# PHP - Verzeichniszugriff einschränken



## zinion (12. Dezember 2003)

Hallo Leute!

Ich betreibe einen Apache 1.3 Webserver unter Windows, unter anderem mit PHP-Modul.

Es sind mehrere virtuelle Hosts für verschiedene Domains eingerichtet. Jetzt habe ich folgendes Problem:
Wenn jemand ein PHP-Skript schreibt, kann er damit ja auf die ganze HDD zugreifen. Kann ich das irgendwie so konfigurieren, daß PHP-Scripts nur innerhalb des Document Root (und untergeordnetten Verzeichnissen) des jeweiligen Virtual Host ausführbar sind?

mfG

zinion


----------



## Christian Fein (12. Dezember 2003)

man chroot


----------



## zinion (12. Dezember 2003)

man chroot?

Also ich kenne den man-Befehl und ich liebe ihn, leider gibt es den nur unter Linux genau wie chroot. Ich betreibe den Server allerdings unter Windows, wie ich oben ja schon geschrieben habe.

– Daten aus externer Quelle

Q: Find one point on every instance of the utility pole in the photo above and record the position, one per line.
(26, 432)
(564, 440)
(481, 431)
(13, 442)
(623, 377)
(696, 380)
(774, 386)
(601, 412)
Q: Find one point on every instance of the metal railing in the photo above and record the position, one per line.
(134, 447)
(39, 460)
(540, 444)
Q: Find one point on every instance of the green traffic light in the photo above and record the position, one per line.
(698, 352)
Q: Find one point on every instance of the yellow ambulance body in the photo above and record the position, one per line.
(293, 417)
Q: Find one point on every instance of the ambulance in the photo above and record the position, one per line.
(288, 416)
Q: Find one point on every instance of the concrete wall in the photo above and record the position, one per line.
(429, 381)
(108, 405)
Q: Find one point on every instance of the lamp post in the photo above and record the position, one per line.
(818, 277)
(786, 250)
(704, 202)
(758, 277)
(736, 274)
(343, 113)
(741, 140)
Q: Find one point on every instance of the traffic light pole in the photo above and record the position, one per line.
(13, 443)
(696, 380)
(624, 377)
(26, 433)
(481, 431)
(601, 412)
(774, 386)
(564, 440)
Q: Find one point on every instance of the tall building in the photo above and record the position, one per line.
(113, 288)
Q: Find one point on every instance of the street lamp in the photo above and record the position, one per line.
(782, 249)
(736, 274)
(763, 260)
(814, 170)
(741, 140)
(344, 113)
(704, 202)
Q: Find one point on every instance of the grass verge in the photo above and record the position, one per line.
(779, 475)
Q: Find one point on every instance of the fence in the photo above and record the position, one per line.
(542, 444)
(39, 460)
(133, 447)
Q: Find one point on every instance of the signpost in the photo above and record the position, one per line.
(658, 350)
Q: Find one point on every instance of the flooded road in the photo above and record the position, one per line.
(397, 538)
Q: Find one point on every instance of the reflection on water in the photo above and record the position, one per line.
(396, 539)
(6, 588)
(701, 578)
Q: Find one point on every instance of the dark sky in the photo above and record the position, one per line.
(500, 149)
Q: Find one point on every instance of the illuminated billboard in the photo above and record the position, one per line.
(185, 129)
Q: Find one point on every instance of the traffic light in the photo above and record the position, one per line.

Ausserdem will ich ja nicht den Verzeichniszugriff für den Web / PHP-Server im allgemeinen einschränken sondern ich will ihn spezifisch für die einzelnen Virtual Hosts die ich im Apache habe einschränken.
Bei einer standardmäßigen PHP-Installation ist es doch möglich, daß ein User des Webservers auf Dokumente zugreift, die ausserhalb seines Document Root liegen (indem er ein PHP-Script schreibt und darin einfach D:\ oder sonstwas verwendert). Das soll aber nicht möglich sein. Oder lässt der Apache das gar nicht zu?

edit:
 Habs getestet, man kann mit PHP-Skripten auf die ganze Platte zugreifen, auch ausserhalb des Document Root eines Virtual Hosts. Das möchte ich gerne unterbinden.

edit 2:
Ich habe eine Lösung gefunden. Ich veröffentliche sie mal hier, falls jemand dasselbe Problem hat - gilt unter Linux gleichermaßen wie unter Win:


> There is a better solution than starting every virtual host in a seperate instance, which is wasting ressources.
> 
> You can set open_basedir dynamically for every virtual host you have, so every PHP script on a virtual host is jailed to its document root.
> 
> ...


Für alle die des Englischen nicht mächtig sind eine Kurzbeschreibung:

PHP muss im safe-mode laufen und den VirtualHosts die eingeschränkt werden sollen muss die php_admin_value open_basedir Direktive vergeben werden, so wie im Example oben.

mfG

zinion


----------



## Arne Buchwald (14. Dezember 2003)

Jap, safe_mode ist die einzige Möglichkeit. Vielleicht wäre ein Blick auf http://www.suPHP.org noch interessant.


----------



## Christian Fein (14. Dezember 2003)

> _Original geschrieben von zinion _
> *man chroot?
> 
> Also ich kenne den man-Befehl und ich liebe ihn, leider gibt es den nur unter Linux genau wie chroot. Ich betreibe den Server allerdings unter Windows, wie ich oben ja schon geschrieben habe.
> *



Oh habe nur PHP - Apache gelesen und bin von Unix ausgegangen.
Ich hoffe für dich das du den Apache auf Windows nicht als Produktivumgebung betreibst.

grüsse


----------